Coordinator 1Dr Irina Tomescu-Dubrow (IFiS PAN and CONSIRT)
Coordinator 2Dr Ilona Wysmulek (IFiS PAN and CONSIRT)
Coordinator 3Professor Kazimierz M. Slomczynski (IFiS PAN and CONSIRT)

Session Details

Cross-national survey projects exhibit wide variation in data quality, both within and across projects. Some departures from quality standards that the specialized literature has established for data collection, cleaning, and documentation, such as the presence of non-unique records (or duplicates), are unequivocal instances of ‘bad data,’ while others, such as certain types of processing errors are more ambiguous. Between the clearly bad and clearly good survey data there may be a range of ‘decent’ quality surveys, with potentially interesting and important information collected form under-surveyed countries and less well covered time periods. However, to date there is little research that systematically assesses the quality of extant international survey data, or that looks at whether and how the ‘messiness’ in existing surveys can be minimized ex-post, and with what consequences for empirical analyses.

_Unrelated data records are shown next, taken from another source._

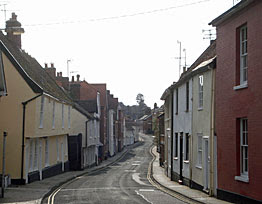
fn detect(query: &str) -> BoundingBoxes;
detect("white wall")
[171,79,192,179]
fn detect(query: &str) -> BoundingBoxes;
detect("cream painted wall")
[192,70,212,186]
[69,108,88,147]
[0,54,37,179]
[0,51,71,182]
[34,95,72,137]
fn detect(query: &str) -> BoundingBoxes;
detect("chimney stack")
[5,13,25,49]
[45,63,56,79]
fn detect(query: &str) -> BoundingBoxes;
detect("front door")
[179,132,183,181]
[204,139,209,191]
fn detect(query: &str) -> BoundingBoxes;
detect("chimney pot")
[12,12,17,20]
[5,13,25,49]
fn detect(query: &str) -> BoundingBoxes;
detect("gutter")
[21,92,43,181]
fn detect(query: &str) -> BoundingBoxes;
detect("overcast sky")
[0,0,237,107]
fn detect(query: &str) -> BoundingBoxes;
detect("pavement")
[0,146,130,204]
[152,146,232,204]
[0,140,231,204]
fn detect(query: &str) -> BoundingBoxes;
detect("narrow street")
[44,136,183,204]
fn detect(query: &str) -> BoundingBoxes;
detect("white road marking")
[139,189,155,192]
[125,169,136,172]
[135,190,153,204]
[132,173,148,186]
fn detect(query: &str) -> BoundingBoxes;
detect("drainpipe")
[21,93,43,181]
[170,90,174,181]
[209,64,215,196]
[189,77,194,188]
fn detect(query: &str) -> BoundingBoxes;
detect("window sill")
[233,83,248,91]
[235,176,249,183]
[196,165,202,169]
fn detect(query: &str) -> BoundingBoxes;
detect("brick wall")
[216,1,262,200]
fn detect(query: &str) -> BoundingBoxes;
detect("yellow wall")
[0,54,37,178]
[0,51,72,179]
[69,108,88,147]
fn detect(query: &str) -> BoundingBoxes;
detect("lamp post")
[177,41,181,77]
[1,132,7,198]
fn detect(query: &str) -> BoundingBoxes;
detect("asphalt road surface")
[45,136,186,204]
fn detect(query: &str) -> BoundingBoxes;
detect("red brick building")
[210,0,262,203]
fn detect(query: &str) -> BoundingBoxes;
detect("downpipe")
[20,92,43,184]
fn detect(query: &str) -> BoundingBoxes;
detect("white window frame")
[39,96,45,128]
[64,135,68,156]
[29,139,34,172]
[197,133,203,168]
[240,118,248,177]
[235,118,249,183]
[62,103,65,128]
[239,25,248,85]
[52,101,55,129]
[174,132,178,159]
[184,133,190,161]
[198,75,204,109]
[45,137,49,167]
[33,138,39,171]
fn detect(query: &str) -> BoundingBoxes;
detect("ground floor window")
[185,133,189,161]
[197,133,203,167]
[240,118,248,176]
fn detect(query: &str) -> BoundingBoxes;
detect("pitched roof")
[160,41,216,100]
[73,103,95,119]
[0,32,72,104]
[76,100,97,113]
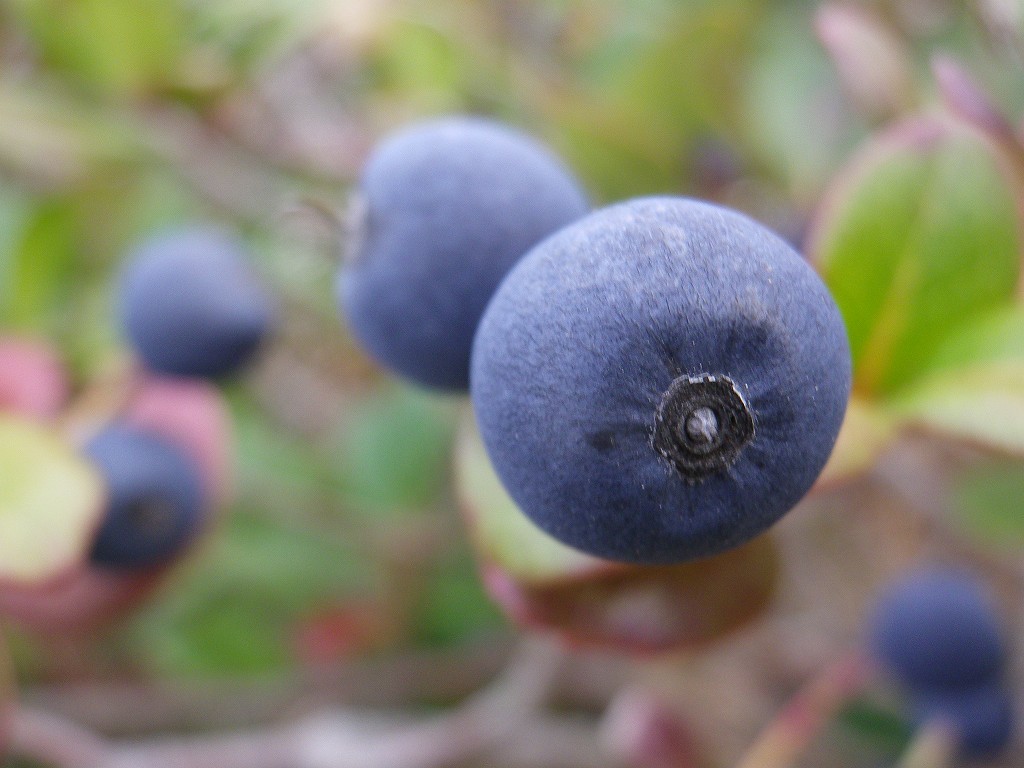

For this session we invite theoretical and empirical papers on evaluating the quality of extant surveys, after the stages of data gathering and documentation are completed. This could include creating new metadata for survey quality. Contributions could focus on different dimensions of survey quality, including (a) the quality of surveys as reflected in the general survey documentation, (b) the degree of consistency between the description of the data with the data records in the computer files, and (c) the quality of the data records in the datasets. We aim to engage with both survey methodologists and with researchers who use survey data primarily for substantive analyses, to discuss data quality and ways of accounting for its variation in empirical analysis within and beyond the Total Survey Error, Total Survey Quality and Total Quality Management frameworks.